There are a few problems with this notion. The first is that particular words carry particular meanings that often simplifying them just won’t accomplish. If I call someone “indolent” that’s different than if I just called them “lazy”. Secondly, often a word will have a meaning that isn’t covered by any other. When I say the sun’s rays were “crepuscular", I would have to get a lot more verbose to describe that effect any other way.
More importantly, big words might be entirely appropriate for a particular character or style. For a character, using erudite words might be a way for her to show off her erudition. For a story written about the upper class in the late 19th century, for example, using words common to that class and time are a way to convey the setting besides mere description. Words are the tools with which prose narrative is created, and certain tools have certain functions. This is where I think most writers should come down on the subject: you use the vocabulary appropriate for what you’re writing.

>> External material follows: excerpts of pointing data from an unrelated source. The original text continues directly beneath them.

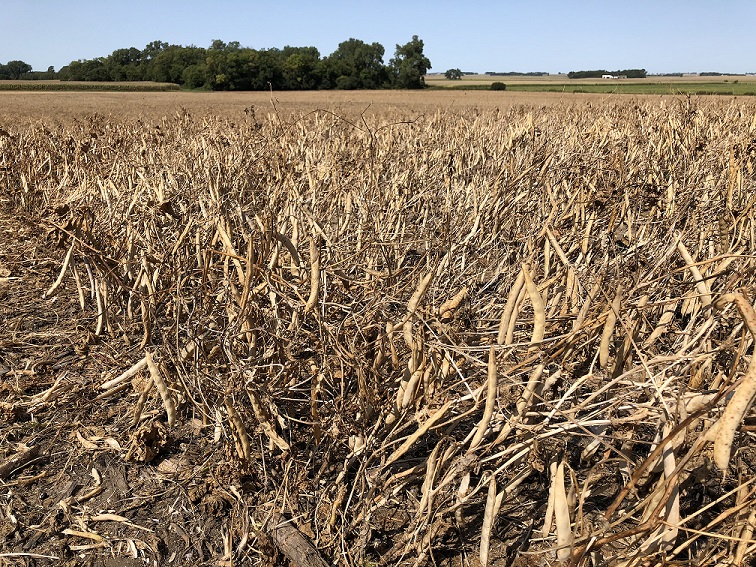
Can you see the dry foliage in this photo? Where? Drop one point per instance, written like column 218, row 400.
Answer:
column 409, row 333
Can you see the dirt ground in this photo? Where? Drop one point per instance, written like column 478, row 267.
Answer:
column 78, row 501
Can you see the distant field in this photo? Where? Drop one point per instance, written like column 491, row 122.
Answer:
column 689, row 84
column 18, row 108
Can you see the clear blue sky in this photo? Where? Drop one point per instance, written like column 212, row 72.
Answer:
column 473, row 35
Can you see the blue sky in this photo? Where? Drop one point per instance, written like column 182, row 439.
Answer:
column 511, row 35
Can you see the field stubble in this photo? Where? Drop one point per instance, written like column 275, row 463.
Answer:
column 521, row 334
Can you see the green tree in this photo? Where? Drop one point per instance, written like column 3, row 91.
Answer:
column 300, row 68
column 409, row 65
column 355, row 65
column 453, row 74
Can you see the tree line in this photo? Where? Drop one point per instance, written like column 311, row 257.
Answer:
column 229, row 66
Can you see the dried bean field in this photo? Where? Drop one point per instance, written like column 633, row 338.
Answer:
column 506, row 333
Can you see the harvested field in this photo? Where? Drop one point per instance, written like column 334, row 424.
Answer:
column 67, row 108
column 414, row 335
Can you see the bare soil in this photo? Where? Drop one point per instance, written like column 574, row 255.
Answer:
column 79, row 502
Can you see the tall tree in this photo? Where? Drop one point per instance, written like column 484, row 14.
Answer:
column 409, row 65
column 356, row 65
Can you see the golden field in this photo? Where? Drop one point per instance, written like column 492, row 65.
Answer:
column 379, row 328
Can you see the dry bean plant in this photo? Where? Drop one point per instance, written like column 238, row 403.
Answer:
column 518, row 337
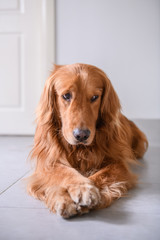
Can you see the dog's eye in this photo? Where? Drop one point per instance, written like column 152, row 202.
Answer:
column 67, row 97
column 94, row 98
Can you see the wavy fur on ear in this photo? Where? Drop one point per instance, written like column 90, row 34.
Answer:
column 47, row 147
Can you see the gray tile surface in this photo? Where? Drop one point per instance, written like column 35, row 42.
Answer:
column 135, row 217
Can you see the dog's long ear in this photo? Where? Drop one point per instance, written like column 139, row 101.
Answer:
column 110, row 102
column 47, row 111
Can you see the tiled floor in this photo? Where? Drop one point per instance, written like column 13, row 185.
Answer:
column 135, row 217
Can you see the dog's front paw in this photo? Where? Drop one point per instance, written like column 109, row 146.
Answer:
column 85, row 195
column 59, row 201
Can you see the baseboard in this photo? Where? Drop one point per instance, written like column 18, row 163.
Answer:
column 151, row 127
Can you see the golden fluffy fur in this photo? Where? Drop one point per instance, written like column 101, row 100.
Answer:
column 73, row 176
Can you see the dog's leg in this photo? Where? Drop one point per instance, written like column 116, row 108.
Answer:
column 64, row 190
column 113, row 182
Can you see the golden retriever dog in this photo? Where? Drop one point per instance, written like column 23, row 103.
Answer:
column 83, row 144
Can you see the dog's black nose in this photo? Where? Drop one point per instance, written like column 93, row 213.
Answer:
column 81, row 134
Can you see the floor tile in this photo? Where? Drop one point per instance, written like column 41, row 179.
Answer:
column 13, row 164
column 18, row 224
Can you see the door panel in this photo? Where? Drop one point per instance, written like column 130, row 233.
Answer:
column 26, row 57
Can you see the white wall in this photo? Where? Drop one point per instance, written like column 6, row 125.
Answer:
column 123, row 38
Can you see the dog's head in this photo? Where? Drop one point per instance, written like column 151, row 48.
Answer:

But finally and most decisively for me, I actually don’t give a fuck about disrupting some reader’s precious “vivid and continuous dream”. For me, part of the joy of reading is the awareness of the prose, awareness of the techniques and tools and conventions being used to convey a particular kind of story, and I don’t mind it—in fact really enjoy it—when, as in many post-modernist works, you have an architecture with the ducts exposed and blueprints laid bare, as it were. I like books that are fully aware of and in possession of the fact that they are book, and not some suppositional “movie” going on in your head. (If I wanted to make movies, I’d be making movies.) Far from taking me out of a story, a well chosen unfamiliar word makes me more absorbed, more aware—by forcing me to think about a word, to look it up or intuit its meaning—of the kind of effect the writer is trying to create by using it.
You might not feel this way, you may prefer your vivid and continuous dream metaphor. That’s fine. There isn’t only one way to enjoy fiction, and there’s definitely more than one way to make it.